Radford has served as an advisor in the UAE Prime Minister’s Office. In 2016, he became a founding executive of the Dubai Future Foundation, and Acting Executive Director of the Museum of the Future, responsible for initiatives such as the Dubai Future Accelerators, UAE Drones for Good, and Courts of the Future Forum.

== Talks and panels ==

- “UAE Past, Present, Future”, Global Art Forum, 2018.
- “Artificial Intelligence: Our super-intelligent friend?”, Abu Dhabi Ideas Weekend, 2018.
- World Block Chain Forum, 2018.
- “First the Desert, Then the Stars”, NASA Jet Propulsion Laboratory, 2018.
- “Transformative Policy Design”, World Trade Center, Denver, Colorado, 2017.
- Moscow International Open Innovations Forum, 2017.
- “Four Postcards from the Future”, Global Art Forum, 2016.
- TedxDanubia, 2015.
- "Dubai, the most sustainable city", Flux Symposium, 2015.
- “The Future of Cities: Three Scenarios for Future Urbanism” Harvard University, 2010.

== Bibliography ==

- Raford N, Trabulsi, A, Warlords, Inc.: Black Markets, Broken States, and the Rise of the Warlord Entrepreneur, North Atlantic Books, 2015.
- Raford N, Gupta, N, Lupton, C, The Future We Deserve, PediaPress GmbH, 2012.
- Raford N, “Online foresight platforms: Evidence for their impact on scenario planning & strategic foresight”, Technological Forecasting and Social Change, Special Issue on Foresight Support Systems, Volume 97, August, 2015.
- Raford N, Crowdsourced Collective Intelligence Platforms for Participatory Scenarios and Foresight”, Journal of Futures Studies, Vo. 17 (1), 2012.
- Raford N, “From Design Fiction to Experiential Futures”, The Future of Futures, Ed.
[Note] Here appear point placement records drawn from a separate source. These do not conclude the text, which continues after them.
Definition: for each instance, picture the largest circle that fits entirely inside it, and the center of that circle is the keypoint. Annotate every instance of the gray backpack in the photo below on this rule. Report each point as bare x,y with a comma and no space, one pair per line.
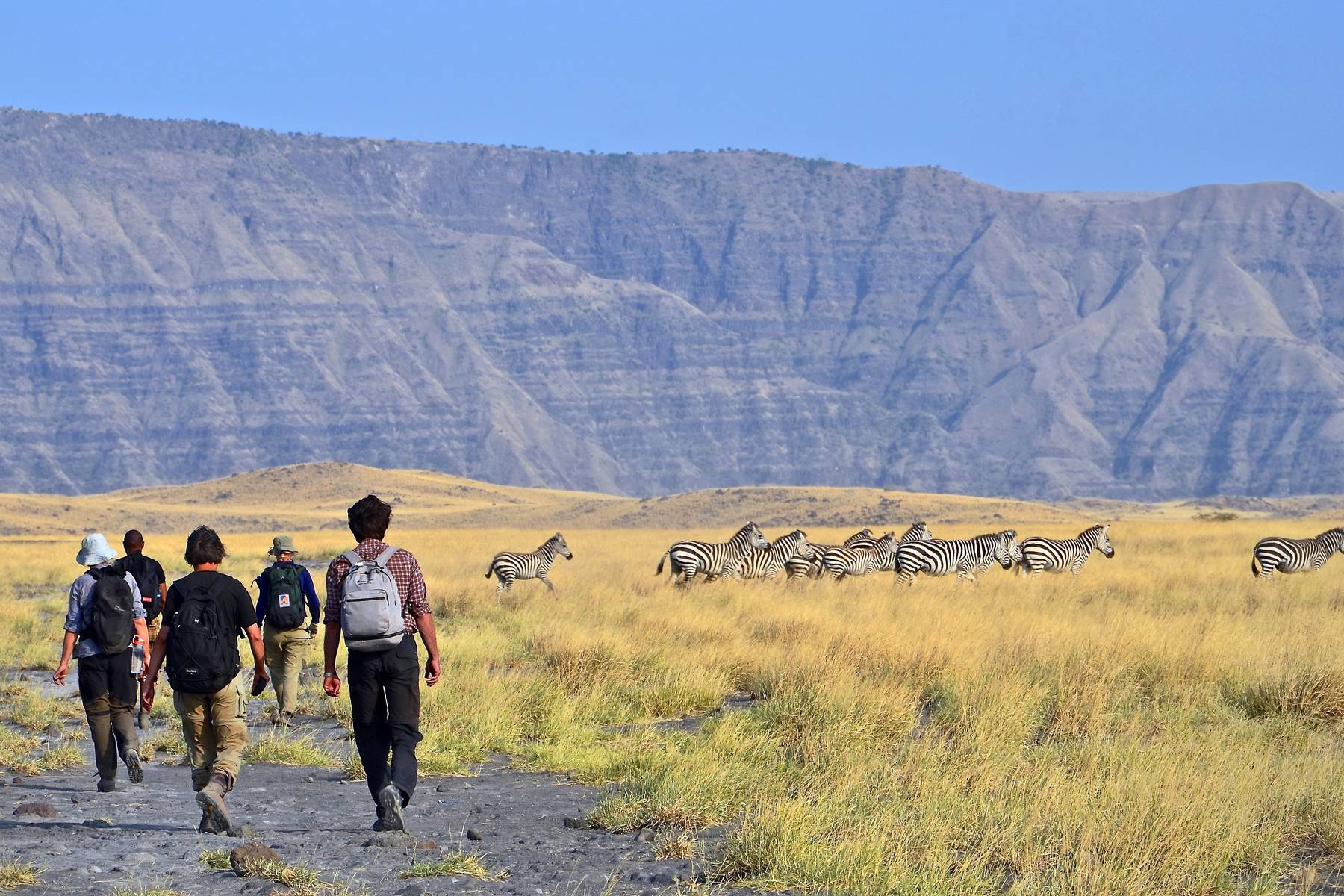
371,605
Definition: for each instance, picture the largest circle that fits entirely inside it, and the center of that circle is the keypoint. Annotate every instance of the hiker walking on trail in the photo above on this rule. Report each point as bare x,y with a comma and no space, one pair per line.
284,590
154,588
205,615
104,621
376,600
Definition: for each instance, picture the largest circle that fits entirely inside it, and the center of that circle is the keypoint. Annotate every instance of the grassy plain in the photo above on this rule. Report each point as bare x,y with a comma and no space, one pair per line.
1164,724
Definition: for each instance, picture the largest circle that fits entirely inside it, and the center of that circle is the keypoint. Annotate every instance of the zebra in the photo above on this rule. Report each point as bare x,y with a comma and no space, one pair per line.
968,558
812,568
918,532
855,561
508,566
1055,555
1295,555
768,564
712,558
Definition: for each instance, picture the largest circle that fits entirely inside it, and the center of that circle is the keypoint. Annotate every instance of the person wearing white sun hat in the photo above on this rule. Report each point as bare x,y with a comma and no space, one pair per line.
105,617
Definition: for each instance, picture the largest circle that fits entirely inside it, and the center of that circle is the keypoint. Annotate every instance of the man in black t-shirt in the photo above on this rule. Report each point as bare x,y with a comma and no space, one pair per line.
154,590
208,694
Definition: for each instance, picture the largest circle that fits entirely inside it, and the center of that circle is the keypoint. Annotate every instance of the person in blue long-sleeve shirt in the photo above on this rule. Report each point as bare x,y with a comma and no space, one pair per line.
284,588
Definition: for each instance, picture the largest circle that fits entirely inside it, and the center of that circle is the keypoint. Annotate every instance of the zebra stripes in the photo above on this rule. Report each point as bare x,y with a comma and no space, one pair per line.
812,568
508,566
855,561
712,558
771,563
1055,555
968,558
1295,555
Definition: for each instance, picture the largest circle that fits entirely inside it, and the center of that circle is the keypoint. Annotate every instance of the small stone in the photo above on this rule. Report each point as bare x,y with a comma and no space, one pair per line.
249,853
35,810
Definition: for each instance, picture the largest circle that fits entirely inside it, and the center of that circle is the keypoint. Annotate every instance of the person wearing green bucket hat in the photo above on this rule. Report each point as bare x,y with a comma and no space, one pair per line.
284,588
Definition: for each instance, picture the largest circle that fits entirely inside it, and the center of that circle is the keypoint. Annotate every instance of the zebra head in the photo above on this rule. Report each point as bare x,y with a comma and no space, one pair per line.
754,536
564,550
1007,551
918,532
862,535
1104,544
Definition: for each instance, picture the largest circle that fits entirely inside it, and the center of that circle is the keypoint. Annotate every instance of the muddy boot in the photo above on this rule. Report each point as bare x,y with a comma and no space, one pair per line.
214,817
134,768
390,809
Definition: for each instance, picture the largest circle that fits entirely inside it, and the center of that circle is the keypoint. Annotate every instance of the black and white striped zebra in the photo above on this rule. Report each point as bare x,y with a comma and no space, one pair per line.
1055,555
712,558
853,561
918,532
1295,555
772,561
812,568
508,566
968,558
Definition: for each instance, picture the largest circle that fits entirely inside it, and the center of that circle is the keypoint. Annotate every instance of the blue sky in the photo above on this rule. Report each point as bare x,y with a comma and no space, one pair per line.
1028,96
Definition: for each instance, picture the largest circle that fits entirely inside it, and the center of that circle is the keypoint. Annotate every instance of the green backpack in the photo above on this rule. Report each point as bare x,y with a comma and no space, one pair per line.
285,597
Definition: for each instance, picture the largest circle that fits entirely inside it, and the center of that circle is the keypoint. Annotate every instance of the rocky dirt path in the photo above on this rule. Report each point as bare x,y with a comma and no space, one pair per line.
147,836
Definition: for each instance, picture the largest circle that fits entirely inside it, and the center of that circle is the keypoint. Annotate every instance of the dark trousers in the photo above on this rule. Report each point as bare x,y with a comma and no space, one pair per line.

Curry A, Association of Professional Futurists, London, England.
- Raford N and Hillier B, “Measurement and description in socio-spatial analysis”, The Sage Handbook of Measurement, Oxford University Press, 2010.
- Geyer J, Raford N, Pham T, “The Continuing Debate about Safety in Numbers—Data from Oakland, CA”, Proceedings of the 85th Annual Meeting, Transportation Research Board, Washington, D.C., January, 2006.
- Raford N, Ragland R, “Space Syntax: An Innovative Pedestrian Volume Modeling Tool for Pedestrian Safety”, Proceedings of the 83rd Annual Meeting, Transportation Research Board, Washington, D.C., January, 2004.